A few days ago I received the following e-mail from one of my readers:
I am trying presently to put in place a DMVPN solution running OSPF. I was wondering if you ever saw a solution with dual hub dual cloud design with OSPF working in practice because since I started I have issue with asymmetric routing because of the OSPF functionality.
Actually, I did… and exactly the same setup is included in the tested router configurations you get with the DMVPN: from Basics to Scalable Networks webinar. While there are many things that can go wrong with DMVPN, I’ve never heard about asymmetric routing problems, so I started to investigate what’s actually going on.
As the story unfolded in the subsequent e-mails, I figured out the poor guy had been trying all sorts of random fixes: changing OSPF network type, changing the number of DMVPN subnets (one subnet with two hubs or two subnets with one hub each), doing weird inter-area aggregation tricks, even changing the administrative distance of OSPF neighbors (which does not work too well with OSPF).

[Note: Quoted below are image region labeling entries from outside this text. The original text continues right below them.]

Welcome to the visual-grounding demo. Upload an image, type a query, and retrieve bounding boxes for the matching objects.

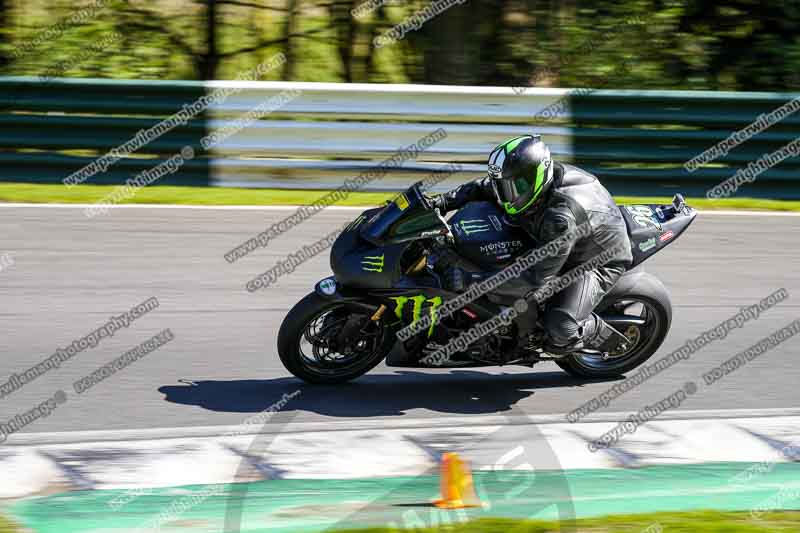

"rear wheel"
[278,293,394,383]
[556,294,672,378]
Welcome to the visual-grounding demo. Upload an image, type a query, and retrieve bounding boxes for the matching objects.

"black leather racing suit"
[438,163,633,352]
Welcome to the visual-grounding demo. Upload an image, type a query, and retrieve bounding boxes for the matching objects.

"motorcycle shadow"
[158,370,616,418]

All that seemed totally weird; finally we managed to step back and focus on the business need: the two hub routers are widely separate (one is on the East Coast, the other one on the West Coast) and the spokes should use the closer one as the primary hub and the other one as the backup hub. I am positive the right combination of kludges could get you there with just two DMVPN subnets (one per hub), but a much cleaner design is the following:
Create two DMVPN tunnels on each hub router. One of them is the primary tunnel (with low OSPF cost), the other one is the backup tunnel (with high OSPF cost). Spokes that use the hub as their primary hub should connect to the primary tunnel; the others should connect to the backup tunnel.

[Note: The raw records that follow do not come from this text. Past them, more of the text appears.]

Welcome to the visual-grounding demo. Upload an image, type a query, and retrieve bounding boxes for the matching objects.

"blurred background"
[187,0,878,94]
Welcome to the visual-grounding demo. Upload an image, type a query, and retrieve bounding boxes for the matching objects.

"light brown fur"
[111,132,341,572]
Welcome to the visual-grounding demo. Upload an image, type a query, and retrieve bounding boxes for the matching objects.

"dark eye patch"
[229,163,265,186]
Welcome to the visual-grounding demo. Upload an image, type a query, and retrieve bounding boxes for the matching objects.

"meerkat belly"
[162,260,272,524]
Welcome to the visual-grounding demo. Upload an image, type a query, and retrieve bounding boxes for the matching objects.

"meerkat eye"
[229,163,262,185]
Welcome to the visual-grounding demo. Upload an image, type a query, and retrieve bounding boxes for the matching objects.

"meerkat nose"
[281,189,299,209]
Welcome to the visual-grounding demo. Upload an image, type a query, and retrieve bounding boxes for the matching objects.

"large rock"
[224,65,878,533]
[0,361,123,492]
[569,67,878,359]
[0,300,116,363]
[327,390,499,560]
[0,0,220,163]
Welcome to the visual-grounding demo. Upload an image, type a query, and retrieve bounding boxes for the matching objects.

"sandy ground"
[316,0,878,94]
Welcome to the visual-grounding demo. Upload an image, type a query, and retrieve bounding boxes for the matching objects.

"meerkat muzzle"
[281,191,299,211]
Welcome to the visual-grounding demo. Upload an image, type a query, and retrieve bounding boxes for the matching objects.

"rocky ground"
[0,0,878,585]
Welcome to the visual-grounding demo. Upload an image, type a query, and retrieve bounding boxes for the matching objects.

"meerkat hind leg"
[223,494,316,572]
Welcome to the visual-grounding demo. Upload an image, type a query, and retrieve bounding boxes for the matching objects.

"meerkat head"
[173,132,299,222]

Create two DMVPN tunnels on each spoke router. On the primary tunnel of the spoke router, use the parameters that match the primary tunnel on the closer hub router (hub IP address, tunnel key, NHRP network ID ...). Use low OSPF cost (preferably matching the cost on the hub) on that tunnel.
Do the same for the backup spoke tunnel, this time using the DMVPN parameters for backup tunnel on the far away hub router.
The first problem I’m often encountering with very smart network engineers is the CCIE mentality (having nothing to do with actual engineers having that title, but with the way the lab exams are structured): they try to make the implementation work with existing broken design, no matter the complexity. CCIE lab exams (and lab preparation guides) have been pushing us in that direction for years.
Real life is different: you should strive to have a design that results in a minimalistic implementation (which will be easier to roll out, operate and troubleshoot). When the implementation becomes too complex, it’s time to step back, rethink and potentially even change the design. Sometimes you have to go as far back as questioning the actual business needs (long-distance vMotion immediately comes to mind).
The second problem I see quite often is the lack of fundamental understanding of how networking technologies work. For example: trying to use point-to-multipoint OSPF network type in a Phase 2 DMVPN subnet makes absolutely no sense. You should discard that idea based on your understanding of how OSPF and DMVPN work, not based on a failed lab test.
It’s amazing how every expert that ever writes or talks about this topic recommends getting the basics sorted out first (listen, for example, to the interviews on GlobalConfig.Net or read excellent posts by Matthew Norwood or Kevin Bovis), but it looks like nobody is listening because they’re too busy trying to glean the magic juice from whitepapers and sample configurations posted by vendors and fellow bloggers.